Usually, the overwhelming majority of the changes in our felt sensations are induced by the Activation Programs2 of the Basic Emotions3 - whether as "originally emotional sensations", or as ones which are emotional responses to purely physiological ones with which they tend to integrate.
Therefore, at any point on the time continuum, the sum of the sensations felt, and the emotional experience we are aware of are nearly identical. It also means that the differential treatment and conceptualization of the felt sensation, regarding many of them as "not related to emotion", is mostly arbitrary.
Most of the time, the level of activity of the emotional system functions in the middle range and not at its extremities. The most frequent verbal labels of these intensities are names of moods and feelings. These tend to answer the question "how are you", with the lengthy answer: "I am in a bad mood" or "I have strange feelings".
In these situations, it is harder to discern the relative contribution of each basic emotion. This is the main reason for the use of the somewhat "abstract" labels of adverbs and other qualifiers that accompany mood, feeling, sensations and experience - instead of names of emotions.
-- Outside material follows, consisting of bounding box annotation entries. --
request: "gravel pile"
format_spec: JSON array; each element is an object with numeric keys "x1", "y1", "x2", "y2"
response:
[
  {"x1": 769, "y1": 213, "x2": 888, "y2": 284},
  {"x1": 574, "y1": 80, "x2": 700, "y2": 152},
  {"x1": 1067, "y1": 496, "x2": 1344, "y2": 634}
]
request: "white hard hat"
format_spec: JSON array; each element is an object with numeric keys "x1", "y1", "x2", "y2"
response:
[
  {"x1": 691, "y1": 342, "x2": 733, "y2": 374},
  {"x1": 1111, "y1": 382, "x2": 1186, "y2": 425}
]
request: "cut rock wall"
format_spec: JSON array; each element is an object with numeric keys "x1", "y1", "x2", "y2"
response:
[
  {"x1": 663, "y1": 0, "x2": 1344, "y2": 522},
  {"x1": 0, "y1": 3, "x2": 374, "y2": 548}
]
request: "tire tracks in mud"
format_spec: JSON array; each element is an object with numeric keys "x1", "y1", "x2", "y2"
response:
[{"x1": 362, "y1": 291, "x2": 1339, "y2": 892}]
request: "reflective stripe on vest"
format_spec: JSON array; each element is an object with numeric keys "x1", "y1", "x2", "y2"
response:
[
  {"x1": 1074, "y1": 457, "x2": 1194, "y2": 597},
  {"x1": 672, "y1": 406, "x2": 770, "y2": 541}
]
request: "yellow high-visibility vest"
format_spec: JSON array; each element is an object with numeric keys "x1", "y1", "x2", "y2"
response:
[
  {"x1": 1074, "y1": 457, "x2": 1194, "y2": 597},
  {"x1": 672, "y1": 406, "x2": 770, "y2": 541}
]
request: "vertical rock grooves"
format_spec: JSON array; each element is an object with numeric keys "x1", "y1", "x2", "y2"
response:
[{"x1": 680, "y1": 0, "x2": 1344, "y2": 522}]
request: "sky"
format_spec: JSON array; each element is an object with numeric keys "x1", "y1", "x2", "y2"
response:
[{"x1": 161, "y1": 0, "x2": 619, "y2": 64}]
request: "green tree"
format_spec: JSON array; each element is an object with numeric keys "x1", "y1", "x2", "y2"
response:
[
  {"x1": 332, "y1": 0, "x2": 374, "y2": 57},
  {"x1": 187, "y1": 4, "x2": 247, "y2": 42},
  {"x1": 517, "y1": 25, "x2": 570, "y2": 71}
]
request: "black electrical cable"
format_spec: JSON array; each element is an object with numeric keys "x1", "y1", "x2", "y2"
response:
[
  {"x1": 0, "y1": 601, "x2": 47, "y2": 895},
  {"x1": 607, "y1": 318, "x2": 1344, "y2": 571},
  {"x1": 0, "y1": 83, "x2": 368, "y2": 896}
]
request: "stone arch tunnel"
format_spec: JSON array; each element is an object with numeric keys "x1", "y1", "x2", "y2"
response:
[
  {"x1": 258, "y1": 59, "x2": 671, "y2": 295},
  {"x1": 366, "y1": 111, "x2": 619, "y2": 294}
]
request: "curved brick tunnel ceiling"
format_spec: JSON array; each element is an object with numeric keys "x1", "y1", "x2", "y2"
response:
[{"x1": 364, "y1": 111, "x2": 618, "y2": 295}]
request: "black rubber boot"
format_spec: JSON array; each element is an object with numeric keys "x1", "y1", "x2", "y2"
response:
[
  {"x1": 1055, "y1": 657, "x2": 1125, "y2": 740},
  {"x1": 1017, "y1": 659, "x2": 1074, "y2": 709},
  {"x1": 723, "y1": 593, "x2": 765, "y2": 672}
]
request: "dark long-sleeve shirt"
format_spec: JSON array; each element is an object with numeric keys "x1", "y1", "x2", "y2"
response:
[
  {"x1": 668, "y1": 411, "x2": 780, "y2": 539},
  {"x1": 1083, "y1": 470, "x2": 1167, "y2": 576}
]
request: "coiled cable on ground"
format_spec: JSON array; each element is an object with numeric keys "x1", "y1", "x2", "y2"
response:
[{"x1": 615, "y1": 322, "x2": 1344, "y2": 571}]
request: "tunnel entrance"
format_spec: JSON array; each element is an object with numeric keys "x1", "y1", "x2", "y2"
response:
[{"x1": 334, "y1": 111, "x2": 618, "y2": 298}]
The weakness of the discrimination power of our awareness in the emotional domain is most clearly revealed when one tries to apply it to common mild emotional experience. The power of discrimination of the focused awareness with regard to classification and labeling of feelings and sensations is even worse and is restricted to the few most prominent basic emotions in situations of high emotional arousal. Therefore we cannot rely too much on this faculty when we want to study or manage the climate of our emotional experience.
The activity of the system of the basic emotions creates, in its various combinations, a huge divergence of specific emotional mixtures, that are constantly changing. Though we are not aware of it, we never experience twice the same emotional mixture. Even the vocabulary of the most "emotional" language does not include names for more than a fraction of this variety. These are the main reasons we find it hard to give a name to the feelings of a specific moment or at least to define it in words.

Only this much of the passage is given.